Kelly Bekkar
Après une saison touristique 2023 marquée par un net recul des vacanciers sur l’île, cette année, cette tendance semble se poursuivre à Porto-Vecchio. Des restaurateurs pointent du doigt le coût élevé du voyage.
Et si les saisons devenaient de plus en plus courtes ? Après un été 2023 décevant et un début de saison 2024 en dents de scie, les restaurateurs du centre-ville envisagent le pire. Ici, l’inquiétude est palpable.
“En avril, c’était mitigé, en mai, on a eu un peu de monde, et en juin, plus rien”,s’inquiète la patronne du restaurant chez Anna, qui pense même à vendre son affaire : “Bientôt, les saisons ne se feront plus que sur juillet et août et on ne tiendra pas”, déplore-t-elle.
Même constat pour le responsable du Café de la marine, qui note 40 % de fréquentation en moins cette année : “C’est bien pire que l’année dernière, c’est du jamais vu. Je ne vais pas pouvoir tenir longtemps !” Ouvert à l’année, l’établissement s’attend à des répercussions cet hiver : “Les locaux c’est pareil, ils vivent du tourisme et s’ils font une mauvaise saison, ils ne vont plus au restaurant, c’est toute une chaîne.”
Un budget en baisse
“Et on est qu’au début des problèmes”, estime un restaurateur du port. “On a noté une baisse de fréquentation de 20 %. On est à un tournant. Porto-Vecchio est une destination chère, les gens n’ont plus les moyens.”
Les restaurateurs sont unanimes, les clients consomment moins : “Je n’ai plus assez de carafes d’eau”, ironise le patron de la Pergola, qui compose en proposant des formules avantageuses le midi. “On sent que les clients sont encore plus regardants avec l’argent. Cette année, on a décidé de baisser nos prix pour la première fois”,explique-t-on au Glacier du port.

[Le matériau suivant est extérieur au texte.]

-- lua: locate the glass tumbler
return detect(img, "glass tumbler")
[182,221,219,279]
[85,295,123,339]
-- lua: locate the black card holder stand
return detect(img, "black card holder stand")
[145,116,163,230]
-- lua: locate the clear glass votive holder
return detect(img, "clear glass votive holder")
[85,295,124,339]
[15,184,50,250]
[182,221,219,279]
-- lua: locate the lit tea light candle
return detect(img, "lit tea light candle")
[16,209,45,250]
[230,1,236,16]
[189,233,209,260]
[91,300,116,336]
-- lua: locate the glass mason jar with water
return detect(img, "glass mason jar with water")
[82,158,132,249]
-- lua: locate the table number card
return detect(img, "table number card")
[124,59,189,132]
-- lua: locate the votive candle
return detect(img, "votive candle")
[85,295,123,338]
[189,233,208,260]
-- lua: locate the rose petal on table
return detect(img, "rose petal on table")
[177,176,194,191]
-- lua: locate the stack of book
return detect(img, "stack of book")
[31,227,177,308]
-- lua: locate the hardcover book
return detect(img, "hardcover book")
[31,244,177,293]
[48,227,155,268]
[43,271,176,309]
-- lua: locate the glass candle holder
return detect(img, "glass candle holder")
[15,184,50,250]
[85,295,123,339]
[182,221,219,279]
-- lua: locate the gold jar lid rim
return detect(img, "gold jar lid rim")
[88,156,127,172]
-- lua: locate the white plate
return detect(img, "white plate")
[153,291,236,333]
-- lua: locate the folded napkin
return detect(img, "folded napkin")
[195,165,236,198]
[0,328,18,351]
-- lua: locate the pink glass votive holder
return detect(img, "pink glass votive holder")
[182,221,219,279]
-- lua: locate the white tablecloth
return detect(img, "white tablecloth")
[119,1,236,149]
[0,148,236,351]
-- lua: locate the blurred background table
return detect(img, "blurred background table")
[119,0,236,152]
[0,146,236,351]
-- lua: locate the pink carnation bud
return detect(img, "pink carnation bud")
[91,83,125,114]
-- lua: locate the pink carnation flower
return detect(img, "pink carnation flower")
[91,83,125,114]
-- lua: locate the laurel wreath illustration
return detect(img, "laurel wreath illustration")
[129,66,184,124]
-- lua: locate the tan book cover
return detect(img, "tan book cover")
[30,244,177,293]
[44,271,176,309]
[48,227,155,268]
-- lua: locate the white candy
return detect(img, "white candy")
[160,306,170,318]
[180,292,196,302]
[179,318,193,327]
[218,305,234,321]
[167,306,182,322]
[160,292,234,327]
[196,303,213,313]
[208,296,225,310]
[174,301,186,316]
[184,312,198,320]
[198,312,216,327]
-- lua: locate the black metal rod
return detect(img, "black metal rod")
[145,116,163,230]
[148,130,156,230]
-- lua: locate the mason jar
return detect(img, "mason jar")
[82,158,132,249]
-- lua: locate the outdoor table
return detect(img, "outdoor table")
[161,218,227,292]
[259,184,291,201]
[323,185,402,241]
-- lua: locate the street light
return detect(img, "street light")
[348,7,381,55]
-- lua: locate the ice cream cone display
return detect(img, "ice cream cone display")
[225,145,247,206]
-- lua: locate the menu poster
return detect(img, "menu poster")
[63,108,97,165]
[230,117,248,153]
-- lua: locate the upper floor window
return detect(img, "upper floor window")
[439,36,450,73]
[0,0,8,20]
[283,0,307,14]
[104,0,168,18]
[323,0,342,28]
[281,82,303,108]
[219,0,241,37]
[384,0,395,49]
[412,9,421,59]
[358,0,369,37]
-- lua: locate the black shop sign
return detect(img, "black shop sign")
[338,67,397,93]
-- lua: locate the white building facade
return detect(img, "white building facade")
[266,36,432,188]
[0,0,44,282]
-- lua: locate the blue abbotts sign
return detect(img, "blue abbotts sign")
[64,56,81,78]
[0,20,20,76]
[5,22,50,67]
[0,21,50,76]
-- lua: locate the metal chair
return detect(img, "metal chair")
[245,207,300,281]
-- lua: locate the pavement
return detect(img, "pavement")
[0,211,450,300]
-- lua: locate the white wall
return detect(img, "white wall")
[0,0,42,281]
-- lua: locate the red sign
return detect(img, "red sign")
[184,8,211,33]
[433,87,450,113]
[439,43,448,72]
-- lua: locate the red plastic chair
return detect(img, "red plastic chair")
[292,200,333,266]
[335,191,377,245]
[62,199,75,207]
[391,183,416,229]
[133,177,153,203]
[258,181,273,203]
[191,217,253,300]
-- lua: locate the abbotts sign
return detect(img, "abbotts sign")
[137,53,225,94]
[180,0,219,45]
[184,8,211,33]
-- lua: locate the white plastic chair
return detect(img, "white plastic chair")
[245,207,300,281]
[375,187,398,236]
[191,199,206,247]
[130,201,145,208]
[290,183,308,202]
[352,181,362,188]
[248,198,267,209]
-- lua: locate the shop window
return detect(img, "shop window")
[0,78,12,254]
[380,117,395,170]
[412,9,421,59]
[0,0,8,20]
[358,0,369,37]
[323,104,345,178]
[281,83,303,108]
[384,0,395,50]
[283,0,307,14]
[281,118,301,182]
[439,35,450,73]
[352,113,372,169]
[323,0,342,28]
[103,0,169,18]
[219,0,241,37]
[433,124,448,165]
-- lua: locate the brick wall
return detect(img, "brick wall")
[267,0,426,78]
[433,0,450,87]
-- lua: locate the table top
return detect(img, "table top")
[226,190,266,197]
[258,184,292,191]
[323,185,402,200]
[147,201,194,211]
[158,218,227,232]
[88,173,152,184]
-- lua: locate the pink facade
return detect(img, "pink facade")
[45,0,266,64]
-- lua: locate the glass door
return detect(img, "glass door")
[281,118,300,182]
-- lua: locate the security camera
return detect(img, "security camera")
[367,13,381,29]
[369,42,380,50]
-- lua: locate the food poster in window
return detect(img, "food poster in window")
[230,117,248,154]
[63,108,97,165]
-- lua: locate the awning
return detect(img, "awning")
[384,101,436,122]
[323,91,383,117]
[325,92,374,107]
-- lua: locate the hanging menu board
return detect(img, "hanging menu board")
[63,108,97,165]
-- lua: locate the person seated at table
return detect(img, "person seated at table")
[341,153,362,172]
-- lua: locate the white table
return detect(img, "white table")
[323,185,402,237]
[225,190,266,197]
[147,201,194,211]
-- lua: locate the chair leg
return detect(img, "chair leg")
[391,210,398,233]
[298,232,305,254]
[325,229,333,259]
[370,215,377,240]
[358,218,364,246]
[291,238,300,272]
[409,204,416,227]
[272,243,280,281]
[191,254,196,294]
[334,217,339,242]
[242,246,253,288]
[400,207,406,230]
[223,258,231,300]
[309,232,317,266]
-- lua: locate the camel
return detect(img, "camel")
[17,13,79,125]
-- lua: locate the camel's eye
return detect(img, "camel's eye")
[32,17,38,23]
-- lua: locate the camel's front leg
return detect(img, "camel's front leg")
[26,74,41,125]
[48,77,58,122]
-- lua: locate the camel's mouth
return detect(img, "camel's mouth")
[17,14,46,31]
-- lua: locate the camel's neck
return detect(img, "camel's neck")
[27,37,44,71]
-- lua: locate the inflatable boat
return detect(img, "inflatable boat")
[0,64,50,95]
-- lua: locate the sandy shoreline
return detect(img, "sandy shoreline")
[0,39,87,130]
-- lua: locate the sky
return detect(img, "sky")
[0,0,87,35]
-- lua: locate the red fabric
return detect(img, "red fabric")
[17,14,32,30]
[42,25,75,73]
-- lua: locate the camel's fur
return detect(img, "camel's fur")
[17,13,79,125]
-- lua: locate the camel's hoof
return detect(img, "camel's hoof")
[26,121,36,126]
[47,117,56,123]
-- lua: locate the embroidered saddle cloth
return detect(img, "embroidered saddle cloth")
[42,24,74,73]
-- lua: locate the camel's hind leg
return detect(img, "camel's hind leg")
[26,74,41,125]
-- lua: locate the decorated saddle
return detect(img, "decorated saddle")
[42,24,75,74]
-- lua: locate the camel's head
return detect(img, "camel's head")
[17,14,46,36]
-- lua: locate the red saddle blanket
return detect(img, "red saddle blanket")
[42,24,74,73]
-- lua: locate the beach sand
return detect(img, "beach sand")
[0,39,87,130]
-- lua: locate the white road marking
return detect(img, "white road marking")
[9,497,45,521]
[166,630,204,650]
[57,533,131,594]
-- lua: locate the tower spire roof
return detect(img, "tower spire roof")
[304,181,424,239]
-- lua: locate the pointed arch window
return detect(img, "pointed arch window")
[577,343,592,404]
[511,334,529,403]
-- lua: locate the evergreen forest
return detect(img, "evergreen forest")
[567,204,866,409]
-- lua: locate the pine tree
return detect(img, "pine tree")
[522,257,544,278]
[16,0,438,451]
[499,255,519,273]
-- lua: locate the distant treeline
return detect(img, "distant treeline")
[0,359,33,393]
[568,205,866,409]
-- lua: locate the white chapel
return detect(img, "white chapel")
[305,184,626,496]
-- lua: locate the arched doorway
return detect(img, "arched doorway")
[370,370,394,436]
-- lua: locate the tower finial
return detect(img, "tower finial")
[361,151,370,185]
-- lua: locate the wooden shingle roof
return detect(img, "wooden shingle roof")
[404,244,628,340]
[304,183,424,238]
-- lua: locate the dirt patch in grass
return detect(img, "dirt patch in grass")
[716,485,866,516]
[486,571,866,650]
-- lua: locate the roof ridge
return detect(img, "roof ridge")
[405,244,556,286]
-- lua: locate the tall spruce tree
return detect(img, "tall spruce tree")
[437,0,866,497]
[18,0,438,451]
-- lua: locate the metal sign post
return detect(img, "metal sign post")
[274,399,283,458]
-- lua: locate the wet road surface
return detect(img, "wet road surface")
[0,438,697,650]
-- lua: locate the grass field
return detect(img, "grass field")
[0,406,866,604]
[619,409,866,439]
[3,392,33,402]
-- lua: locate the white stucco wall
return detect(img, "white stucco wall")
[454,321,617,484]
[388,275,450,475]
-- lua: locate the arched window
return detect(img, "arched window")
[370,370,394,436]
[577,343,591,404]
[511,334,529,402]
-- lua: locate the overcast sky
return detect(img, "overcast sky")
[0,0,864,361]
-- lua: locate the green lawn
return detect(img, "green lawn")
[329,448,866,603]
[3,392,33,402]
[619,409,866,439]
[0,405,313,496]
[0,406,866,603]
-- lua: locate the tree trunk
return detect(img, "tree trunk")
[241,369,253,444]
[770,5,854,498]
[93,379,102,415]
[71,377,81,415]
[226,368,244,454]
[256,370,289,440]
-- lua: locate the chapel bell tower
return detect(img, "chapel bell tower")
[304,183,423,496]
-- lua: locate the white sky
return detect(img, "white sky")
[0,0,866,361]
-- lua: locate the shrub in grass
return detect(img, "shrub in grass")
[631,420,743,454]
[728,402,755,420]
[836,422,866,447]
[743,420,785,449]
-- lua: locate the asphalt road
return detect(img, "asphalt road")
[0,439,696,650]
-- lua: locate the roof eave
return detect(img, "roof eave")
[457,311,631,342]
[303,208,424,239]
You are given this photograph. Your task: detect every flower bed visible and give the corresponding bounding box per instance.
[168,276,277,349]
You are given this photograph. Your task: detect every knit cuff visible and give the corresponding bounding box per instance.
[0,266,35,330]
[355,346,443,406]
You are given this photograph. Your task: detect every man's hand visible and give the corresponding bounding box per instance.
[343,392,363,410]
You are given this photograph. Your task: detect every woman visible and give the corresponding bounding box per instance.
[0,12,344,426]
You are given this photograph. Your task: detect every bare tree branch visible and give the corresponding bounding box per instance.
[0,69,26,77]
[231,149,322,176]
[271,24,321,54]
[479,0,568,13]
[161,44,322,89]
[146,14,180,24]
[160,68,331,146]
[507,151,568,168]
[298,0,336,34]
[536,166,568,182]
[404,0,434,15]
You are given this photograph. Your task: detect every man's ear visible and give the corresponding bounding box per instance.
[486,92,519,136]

“C’est que les billets pour Figari sont hors de prix, tout comme les logements ici. Ça refroidit… Ceux qui viennent ont moins de budget pour aller au restaurant”, analyse une commerçante, qui s’est jointe à la conversation.
Et si les visiteurs sont certes moins nombreux, ils sont tout de même bien présents selon le patron du Glacier de la place : “Nous, on ne se plaint pas. Ici le ticket moyen est faible mais avec l’affluence, on se maintient. Après, on est un café, peut-être que les gens ont moins les moyens pour de plus grosses dépenses, comme le restaurant.”
Des transports trop chers
Christelle Cristofini, responsable commerciale à l’Umih Corsica (Union des métiers et des industries de l’hôtellerie), dépeint la vive préoccupation de ses adhérents : “Ils sont affolés, ils pensent même que c’est la fin de la restauration… Ça fait deux ans qu’ils subissent le manque de fréquentation et la baisse du panier de consommation, et cette année, c’est pire !” Et dans l’Extrême-Sud, première destination touristique en Corse selon les statistiques, la représentante de l’Umih annonce un été en demi-teinte : “On a fait des enquêtes, et les hôtels sont loin d’être pleins en juillet août. On a des hôtels qui cassent leurs prix.”
“Pour la saison 2024, c’est déjà trop tard”, considère Christelle Cristofini, qui rappelle que l’Umih Corsica bataille pour faire baisser le prix des transports, qui selon les socioprofessionnels, a un impact sur la fréquentation touristique. En partenariat avec la Chambre de commerce et d’industrie de Corse, une table ronde d’ampleur a été organisée en mai dernier. Elle réunissait également les compagnies aériennes et maritimes, pour trouver des solutions face à la perte d’attractivité de l’île. “Il se passe quelque chose… Un changement fort est obligatoire pour faire revivre le tourisme”,estime la représentante de l’Umih.